A short figure in a well-tailored gray tunic and trousers hopped out of the car first: Lord Vorkosigan, gesturing expansively at the great stone mansion, talking non-stop over his shoulder, smiling in proud welcome. As the carved doors swung wide, admitting a blast of Vorbarr Sultana winter night air and a few glittering snow crystals, Roic stood to attention and mentally matched the other people exiting the groundcar with the security list he'd been given. A tall woman held a baby bundled in blankets; a lean, smiling fellow hovered by her side. They had to be the Bothari-Jeseks. Madame Elena Bothari-Jesek was the daughter of the late, legendary Armsman Bothari; her right of entrée into Vorkosigan House, where she had grown up with m'lord, was absolute, Pym had made sure Roic understood. It scarcely needed the silver circles of a jump pilot's neural leads on mid-forehead and temples to identify the shorter middle-aged fellow as the Betan jump pilot, Arde Mayhew—should a jump pilot look so jump-lagged? Well, m'lord's mother Countess Vorkosigan was Betan, too; and the pilot's blinking, shivering stance was among the most physically unthreatening Roic had ever seen. Not so the final guest. Roic's eyes widened.
The hulking figure unfolded from the groundcar and stood up, and up. Pym, who was almost as tall as Roic, did not come quite up to its shoulder. It shook out the swirling folds of a gray and white greatcoat of military cut, and threw back its head. The light from overhead caught the face and gleamed off . . . were those
fangs
, hooked over the out-slung lower jaw?
Sergeant Taura
was the name that went with it, by process of elimination. One of m'lord's old military buddies, Pym had given Roic to understand, and—don't be fooled by the rank—of some
particular
importance (if rather mysterious, as was everything connected with Lord Miles Vorkosigan's late career in Imperial Security.) Pym was former ImpSec himself. Roic was not, as he was reminded, oh, three times a day on average.
At Lord Vorkosigan's urging, the whole party poured into the entry hall, shaking off snow-spotted garments, talking, laughing. The greatcoat was swung from those high shoulders like a billowing sail, its owner turning neatly on one foot, folding the garment ready to hand over. Roic jerked back to avoid being clipped by a heavy, mahogany-colored braid of hair as it swept past, and rocked forward to find himself face to . . . nose to . . . staring directly into an entirely unexpected cleavage. It was framed by pink silk in a plunging vee. He glanced up. The outslung jaw was smooth and beardless. The curious pale amber eyes, irises circled with a sleek black line, looked back down at him with, he instantly feared, some amusement.
Her
fang-framed smile was deeply alarming.
Pym was efficiently organizing servants and luggage. Lord Vorkosigan's voice jerked Roic back to focus. "Roic, did the Count and Countess get back in from their dinner engagement yet?"
"About twenty minutes ago, m'lord. They went upstairs to their suite to change."
Lord Vorkosigan addressed the woman with the baby, who was attracting cooing maids. "My parents would skin me if I didn't take
you
up to them instantly. Come on. Mother's pretty eager to meet her namesake. I predict Baby Cordelia will have Countess Cordelia wrapped around her pudgy little fingers in about, oh, three and a half seconds. At the outside."

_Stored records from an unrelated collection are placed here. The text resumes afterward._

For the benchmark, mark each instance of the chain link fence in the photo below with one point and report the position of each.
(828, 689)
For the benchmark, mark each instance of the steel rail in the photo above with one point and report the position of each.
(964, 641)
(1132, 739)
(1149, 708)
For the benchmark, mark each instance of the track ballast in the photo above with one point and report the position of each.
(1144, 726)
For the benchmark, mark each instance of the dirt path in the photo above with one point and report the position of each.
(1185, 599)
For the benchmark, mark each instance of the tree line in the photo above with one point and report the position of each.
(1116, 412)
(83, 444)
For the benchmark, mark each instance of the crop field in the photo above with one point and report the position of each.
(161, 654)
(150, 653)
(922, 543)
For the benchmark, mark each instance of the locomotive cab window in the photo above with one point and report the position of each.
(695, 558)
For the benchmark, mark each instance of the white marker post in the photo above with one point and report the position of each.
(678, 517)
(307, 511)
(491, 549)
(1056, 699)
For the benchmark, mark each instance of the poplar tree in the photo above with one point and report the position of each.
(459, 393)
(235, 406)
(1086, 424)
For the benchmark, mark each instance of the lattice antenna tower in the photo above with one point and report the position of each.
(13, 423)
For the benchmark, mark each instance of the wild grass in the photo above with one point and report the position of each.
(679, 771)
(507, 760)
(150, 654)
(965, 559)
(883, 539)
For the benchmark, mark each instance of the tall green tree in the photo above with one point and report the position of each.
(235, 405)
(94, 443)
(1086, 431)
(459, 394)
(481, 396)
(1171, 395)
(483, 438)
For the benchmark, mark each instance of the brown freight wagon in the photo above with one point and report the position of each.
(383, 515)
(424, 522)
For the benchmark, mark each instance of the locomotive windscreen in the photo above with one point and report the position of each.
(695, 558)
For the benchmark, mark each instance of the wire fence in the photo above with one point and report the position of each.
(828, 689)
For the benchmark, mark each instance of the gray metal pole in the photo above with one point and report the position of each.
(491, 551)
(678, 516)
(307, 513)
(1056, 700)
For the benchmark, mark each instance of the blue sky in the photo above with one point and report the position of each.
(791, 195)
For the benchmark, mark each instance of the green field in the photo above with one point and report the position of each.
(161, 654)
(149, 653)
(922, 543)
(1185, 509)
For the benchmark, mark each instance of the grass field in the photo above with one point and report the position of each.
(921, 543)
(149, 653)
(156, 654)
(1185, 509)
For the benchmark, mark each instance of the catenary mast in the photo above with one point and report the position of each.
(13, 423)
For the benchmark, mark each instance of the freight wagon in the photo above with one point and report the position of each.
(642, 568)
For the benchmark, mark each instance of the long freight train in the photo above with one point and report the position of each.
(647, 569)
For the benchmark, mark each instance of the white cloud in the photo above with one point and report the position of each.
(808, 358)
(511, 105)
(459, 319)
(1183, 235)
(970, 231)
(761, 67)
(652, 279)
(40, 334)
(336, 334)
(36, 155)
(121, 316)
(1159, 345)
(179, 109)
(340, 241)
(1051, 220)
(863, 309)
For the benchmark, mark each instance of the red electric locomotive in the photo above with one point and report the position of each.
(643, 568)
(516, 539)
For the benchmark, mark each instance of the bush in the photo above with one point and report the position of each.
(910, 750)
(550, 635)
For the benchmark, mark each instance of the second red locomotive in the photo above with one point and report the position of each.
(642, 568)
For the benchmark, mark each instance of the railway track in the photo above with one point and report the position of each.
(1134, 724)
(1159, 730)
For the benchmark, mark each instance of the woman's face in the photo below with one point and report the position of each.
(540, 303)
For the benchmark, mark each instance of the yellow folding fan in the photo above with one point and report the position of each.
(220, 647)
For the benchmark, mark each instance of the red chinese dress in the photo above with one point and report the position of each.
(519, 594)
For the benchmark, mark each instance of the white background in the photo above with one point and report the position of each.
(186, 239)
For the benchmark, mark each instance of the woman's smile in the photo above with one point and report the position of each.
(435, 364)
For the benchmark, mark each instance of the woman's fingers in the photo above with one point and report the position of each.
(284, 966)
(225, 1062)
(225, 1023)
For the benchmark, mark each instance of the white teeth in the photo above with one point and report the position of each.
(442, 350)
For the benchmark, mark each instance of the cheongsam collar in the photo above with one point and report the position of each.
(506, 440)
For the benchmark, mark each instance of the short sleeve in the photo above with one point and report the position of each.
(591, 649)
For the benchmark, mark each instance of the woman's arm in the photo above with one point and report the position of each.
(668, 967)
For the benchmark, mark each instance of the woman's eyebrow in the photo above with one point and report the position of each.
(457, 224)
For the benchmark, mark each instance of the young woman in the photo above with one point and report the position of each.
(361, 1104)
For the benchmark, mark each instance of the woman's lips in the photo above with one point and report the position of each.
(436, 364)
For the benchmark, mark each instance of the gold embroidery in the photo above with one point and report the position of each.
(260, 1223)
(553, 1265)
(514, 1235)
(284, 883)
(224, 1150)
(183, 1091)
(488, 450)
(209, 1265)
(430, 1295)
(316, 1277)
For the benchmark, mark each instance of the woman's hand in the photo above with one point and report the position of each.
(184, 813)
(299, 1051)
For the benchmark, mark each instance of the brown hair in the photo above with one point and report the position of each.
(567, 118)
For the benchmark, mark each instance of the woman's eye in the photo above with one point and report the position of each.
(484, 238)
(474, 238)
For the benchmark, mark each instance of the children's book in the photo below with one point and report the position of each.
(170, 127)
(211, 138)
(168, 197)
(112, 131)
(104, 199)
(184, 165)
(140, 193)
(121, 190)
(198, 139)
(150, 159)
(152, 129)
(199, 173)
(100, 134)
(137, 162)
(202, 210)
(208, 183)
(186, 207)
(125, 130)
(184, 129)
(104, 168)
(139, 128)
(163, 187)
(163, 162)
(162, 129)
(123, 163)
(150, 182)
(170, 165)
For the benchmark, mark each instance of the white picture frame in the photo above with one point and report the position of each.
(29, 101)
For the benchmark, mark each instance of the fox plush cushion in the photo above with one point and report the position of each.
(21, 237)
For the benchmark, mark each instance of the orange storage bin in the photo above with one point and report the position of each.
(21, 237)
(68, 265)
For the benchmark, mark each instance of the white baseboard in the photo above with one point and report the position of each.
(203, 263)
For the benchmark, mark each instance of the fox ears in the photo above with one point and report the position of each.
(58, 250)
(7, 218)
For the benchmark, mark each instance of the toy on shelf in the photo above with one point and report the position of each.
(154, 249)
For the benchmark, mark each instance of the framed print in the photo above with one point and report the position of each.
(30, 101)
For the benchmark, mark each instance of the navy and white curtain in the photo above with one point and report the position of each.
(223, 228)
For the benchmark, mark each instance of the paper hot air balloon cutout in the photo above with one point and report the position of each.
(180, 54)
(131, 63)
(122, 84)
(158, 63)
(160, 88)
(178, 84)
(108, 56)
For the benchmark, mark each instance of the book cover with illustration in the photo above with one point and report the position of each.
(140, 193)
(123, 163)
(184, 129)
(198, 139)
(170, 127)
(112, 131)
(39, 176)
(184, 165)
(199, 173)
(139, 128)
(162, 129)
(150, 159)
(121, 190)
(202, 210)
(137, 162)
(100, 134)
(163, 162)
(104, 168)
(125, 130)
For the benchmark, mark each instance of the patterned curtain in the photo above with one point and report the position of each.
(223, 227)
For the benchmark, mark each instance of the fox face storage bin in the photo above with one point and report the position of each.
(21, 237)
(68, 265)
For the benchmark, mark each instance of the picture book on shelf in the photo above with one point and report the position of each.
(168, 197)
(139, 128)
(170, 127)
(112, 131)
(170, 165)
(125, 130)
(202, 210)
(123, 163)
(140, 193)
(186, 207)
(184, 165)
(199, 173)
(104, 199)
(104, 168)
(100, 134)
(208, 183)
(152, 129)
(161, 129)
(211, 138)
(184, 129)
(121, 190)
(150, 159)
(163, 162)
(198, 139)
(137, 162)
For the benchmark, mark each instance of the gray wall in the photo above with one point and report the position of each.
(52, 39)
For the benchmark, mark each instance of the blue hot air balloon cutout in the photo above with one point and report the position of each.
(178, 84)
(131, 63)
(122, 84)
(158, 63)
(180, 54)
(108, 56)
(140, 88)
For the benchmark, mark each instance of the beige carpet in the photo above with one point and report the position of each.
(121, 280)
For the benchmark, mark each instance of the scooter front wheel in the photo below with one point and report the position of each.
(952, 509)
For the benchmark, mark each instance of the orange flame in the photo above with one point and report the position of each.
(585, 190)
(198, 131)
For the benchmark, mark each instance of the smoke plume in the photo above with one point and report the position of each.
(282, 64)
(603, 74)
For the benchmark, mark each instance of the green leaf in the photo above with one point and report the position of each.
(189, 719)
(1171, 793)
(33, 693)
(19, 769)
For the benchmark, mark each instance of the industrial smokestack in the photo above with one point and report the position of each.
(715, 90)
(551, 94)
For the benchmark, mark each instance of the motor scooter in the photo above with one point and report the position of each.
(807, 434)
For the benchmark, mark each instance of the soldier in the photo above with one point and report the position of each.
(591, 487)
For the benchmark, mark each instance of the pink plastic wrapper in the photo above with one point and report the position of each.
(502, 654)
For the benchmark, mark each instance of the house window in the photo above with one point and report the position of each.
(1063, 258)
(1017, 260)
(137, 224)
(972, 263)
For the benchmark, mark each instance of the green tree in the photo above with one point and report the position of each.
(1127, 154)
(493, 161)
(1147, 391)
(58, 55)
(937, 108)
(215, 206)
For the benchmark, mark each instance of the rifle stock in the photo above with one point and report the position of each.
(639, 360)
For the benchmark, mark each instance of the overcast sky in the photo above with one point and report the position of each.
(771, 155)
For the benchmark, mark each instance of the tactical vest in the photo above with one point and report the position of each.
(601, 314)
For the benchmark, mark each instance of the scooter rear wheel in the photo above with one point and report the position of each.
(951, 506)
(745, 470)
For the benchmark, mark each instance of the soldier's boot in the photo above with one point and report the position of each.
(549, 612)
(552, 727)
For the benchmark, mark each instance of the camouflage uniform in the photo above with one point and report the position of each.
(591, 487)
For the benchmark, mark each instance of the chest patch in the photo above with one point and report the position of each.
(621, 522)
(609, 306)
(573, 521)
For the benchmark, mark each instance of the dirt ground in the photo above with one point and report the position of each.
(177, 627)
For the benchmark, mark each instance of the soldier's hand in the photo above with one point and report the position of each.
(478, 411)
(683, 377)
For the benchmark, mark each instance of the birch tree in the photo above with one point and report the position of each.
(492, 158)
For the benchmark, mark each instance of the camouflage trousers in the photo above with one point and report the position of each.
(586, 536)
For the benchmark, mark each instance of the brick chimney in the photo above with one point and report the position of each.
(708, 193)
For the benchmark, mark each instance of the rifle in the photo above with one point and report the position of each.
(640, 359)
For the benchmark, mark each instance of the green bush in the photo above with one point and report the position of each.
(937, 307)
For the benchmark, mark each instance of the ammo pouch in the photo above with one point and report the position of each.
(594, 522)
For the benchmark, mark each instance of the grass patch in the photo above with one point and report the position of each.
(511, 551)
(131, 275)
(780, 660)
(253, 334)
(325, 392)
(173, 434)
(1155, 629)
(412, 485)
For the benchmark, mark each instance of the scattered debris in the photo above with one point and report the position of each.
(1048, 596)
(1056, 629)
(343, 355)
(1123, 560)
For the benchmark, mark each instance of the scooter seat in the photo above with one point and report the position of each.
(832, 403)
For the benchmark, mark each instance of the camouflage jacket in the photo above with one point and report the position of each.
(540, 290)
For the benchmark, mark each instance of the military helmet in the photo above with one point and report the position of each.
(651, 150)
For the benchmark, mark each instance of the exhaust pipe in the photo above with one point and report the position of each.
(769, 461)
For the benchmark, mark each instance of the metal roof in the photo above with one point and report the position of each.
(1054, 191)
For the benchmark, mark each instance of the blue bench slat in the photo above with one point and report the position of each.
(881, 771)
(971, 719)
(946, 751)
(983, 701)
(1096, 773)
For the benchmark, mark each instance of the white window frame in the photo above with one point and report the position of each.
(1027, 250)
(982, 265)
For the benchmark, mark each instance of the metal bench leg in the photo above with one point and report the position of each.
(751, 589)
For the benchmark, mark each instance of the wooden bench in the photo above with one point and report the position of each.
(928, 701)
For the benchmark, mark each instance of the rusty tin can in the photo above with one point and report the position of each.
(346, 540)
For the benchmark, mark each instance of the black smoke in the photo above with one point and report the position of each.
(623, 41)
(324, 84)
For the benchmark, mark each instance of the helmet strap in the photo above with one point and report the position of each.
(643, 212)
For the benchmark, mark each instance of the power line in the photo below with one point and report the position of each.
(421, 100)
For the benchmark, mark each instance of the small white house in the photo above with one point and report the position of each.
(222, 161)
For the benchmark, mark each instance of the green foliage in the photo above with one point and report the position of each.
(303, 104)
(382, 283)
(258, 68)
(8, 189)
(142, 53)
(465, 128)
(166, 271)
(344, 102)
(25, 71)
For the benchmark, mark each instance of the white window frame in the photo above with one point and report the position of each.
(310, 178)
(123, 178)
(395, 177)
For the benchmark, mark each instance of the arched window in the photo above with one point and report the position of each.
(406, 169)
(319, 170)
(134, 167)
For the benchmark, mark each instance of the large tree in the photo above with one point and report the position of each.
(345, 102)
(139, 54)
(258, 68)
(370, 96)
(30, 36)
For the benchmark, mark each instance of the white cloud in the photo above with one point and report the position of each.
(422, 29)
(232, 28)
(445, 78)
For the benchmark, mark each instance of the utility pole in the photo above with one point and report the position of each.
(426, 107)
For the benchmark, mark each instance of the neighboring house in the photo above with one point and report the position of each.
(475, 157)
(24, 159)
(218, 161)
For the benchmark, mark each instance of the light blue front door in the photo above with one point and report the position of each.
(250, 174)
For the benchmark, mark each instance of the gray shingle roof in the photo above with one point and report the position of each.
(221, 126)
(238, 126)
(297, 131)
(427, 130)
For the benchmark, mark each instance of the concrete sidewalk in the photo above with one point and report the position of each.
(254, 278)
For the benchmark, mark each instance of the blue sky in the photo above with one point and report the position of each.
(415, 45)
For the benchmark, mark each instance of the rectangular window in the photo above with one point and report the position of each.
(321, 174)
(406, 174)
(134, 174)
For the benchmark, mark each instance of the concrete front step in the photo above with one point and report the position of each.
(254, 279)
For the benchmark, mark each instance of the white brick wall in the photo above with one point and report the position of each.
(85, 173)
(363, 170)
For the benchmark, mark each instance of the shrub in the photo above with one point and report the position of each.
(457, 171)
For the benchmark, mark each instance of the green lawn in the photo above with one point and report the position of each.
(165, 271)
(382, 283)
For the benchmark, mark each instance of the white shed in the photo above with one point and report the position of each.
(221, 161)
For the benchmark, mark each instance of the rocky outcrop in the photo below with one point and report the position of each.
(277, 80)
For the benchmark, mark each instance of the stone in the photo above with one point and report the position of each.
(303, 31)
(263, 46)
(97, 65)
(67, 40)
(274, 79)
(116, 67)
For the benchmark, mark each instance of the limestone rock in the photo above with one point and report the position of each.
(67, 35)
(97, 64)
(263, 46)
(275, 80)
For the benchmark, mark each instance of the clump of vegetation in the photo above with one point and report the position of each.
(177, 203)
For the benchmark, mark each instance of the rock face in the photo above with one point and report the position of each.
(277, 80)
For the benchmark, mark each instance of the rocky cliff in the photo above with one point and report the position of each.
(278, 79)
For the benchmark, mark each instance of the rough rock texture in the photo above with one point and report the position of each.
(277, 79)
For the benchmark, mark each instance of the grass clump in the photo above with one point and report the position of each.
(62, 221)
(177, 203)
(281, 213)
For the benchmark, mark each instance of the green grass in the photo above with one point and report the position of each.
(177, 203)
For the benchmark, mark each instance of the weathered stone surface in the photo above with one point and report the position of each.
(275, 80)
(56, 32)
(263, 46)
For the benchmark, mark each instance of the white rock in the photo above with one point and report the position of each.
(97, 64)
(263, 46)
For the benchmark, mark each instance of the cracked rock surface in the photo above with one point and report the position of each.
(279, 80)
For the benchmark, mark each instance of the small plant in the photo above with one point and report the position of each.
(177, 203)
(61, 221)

He turned and started up the curve of the great staircase, shepherding the Bothari-Jeseks and calling over his shoulder, "Roic, show Arde and Taura to their assigned rooms, make sure they have everything they want. We'll meet back in the library when you all are freshened up or whatever. Drinks and snacks will be laid on there."
So, it was a
lady
sergeant. Galactics had those; m'lord's mother had been a famous Betan officer in her day.
But this one's a bloody giant mutant lady sergeant
was a thought Roic suppressed more firmly. Such backcountry prejudices had no place in
this
household. Though she was clearly bioengineered, had to be. He recovered himself enough to say, "May I take your bag, um . . . Sergeant?"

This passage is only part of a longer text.